Note 10.  License Agreements

In 2012, the Company entered into three exclusive license agreements with Antecip Bioventures II LLC, or Antecip, an entity owned by Axsome’s Chief Executive Officer and Chairman of the Board, Herriot Tabuteau, M.D., in which it was granted exclusive licenses to develop, manufacture, and commercialize Antecip’s patents and applications related to the development of AXS‑02, AXS‑05, and AXS‑04, a product candidate that is currently in early stage development, anywhere in the world for veterinary and human therapeutic and diagnostic use.

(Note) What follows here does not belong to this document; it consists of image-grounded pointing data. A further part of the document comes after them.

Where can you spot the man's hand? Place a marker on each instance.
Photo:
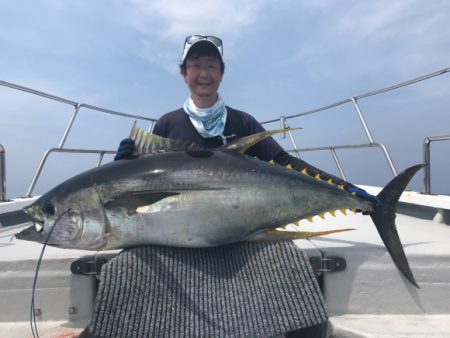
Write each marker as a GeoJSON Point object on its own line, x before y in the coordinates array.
{"type": "Point", "coordinates": [125, 150]}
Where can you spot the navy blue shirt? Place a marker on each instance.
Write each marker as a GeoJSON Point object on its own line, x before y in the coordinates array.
{"type": "Point", "coordinates": [178, 126]}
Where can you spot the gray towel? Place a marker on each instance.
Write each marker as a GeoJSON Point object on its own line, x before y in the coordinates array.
{"type": "Point", "coordinates": [239, 290]}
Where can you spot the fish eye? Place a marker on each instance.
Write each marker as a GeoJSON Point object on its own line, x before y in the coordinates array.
{"type": "Point", "coordinates": [49, 208]}
{"type": "Point", "coordinates": [38, 226]}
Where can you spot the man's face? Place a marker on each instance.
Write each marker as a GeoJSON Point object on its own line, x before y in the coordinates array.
{"type": "Point", "coordinates": [203, 76]}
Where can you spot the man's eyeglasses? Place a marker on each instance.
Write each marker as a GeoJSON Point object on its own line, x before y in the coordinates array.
{"type": "Point", "coordinates": [192, 39]}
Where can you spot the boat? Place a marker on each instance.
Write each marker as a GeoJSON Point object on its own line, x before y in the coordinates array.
{"type": "Point", "coordinates": [364, 291]}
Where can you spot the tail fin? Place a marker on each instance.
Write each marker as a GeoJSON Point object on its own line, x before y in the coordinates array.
{"type": "Point", "coordinates": [384, 219]}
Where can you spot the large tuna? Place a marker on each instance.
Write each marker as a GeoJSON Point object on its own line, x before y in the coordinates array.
{"type": "Point", "coordinates": [179, 195]}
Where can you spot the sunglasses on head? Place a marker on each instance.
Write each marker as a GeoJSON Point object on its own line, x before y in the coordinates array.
{"type": "Point", "coordinates": [190, 40]}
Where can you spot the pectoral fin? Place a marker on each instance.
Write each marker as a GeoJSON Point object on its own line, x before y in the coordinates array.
{"type": "Point", "coordinates": [275, 235]}
{"type": "Point", "coordinates": [133, 201]}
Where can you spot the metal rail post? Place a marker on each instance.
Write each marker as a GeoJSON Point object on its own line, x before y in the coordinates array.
{"type": "Point", "coordinates": [2, 175]}
{"type": "Point", "coordinates": [427, 159]}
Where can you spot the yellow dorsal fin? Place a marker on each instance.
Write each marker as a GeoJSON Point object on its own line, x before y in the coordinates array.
{"type": "Point", "coordinates": [242, 144]}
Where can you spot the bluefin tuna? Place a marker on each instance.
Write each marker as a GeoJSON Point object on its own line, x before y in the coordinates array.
{"type": "Point", "coordinates": [177, 194]}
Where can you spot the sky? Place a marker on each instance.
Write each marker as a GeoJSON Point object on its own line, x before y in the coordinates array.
{"type": "Point", "coordinates": [282, 58]}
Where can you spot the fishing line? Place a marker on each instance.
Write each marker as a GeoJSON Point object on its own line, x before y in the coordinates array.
{"type": "Point", "coordinates": [33, 324]}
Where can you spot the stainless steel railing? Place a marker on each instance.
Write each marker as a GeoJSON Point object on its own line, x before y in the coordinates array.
{"type": "Point", "coordinates": [283, 120]}
{"type": "Point", "coordinates": [2, 175]}
{"type": "Point", "coordinates": [427, 159]}
{"type": "Point", "coordinates": [77, 107]}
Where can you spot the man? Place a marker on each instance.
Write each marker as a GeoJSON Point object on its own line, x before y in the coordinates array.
{"type": "Point", "coordinates": [243, 289]}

Pursuant to the agreements, the Company is required to use commercially reasonable efforts to develop, obtain regulatory approval for and commercialize AXS‑02, AXS‑05, and AXS‑04. Under the terms of the agreements, the Company is required to pay to Antecip a royalty equal to 4.5% for AXS‑02,  3.0% for AXS‑05, and 1.5% for AXS‑04, of net sales of products containing the licensed technology by the Company, its affiliates, or permitted sublicensees. These royalty payments are subject to reduction by an amount up to 50.0% of any required payments to third parties. Unless earlier terminated by a party for cause or by the Company for convenience, the agreements shall remain in effect on a product‑by‑product and country‑by‑country basis until the later to occur of (i) the applicable product is no longer covered by a valid claim in that country or (ii) 10 years from the first commercial sale of the applicable product in that country. Upon expiration of the agreements with respect to a product in a country, the Company’s license grant for that product in that country will become a fully paid‑up, royalty‑free, perpetual non‑exclusive license. If Antecip terminates any of the agreements for cause, or if the Company exercises its right to terminate any of the agreements for convenience, the rights granted to the Company under such terminated agreement will revert to Antecip. To date, the Company has not been required to make any payments to Antecip under any of the license agreements.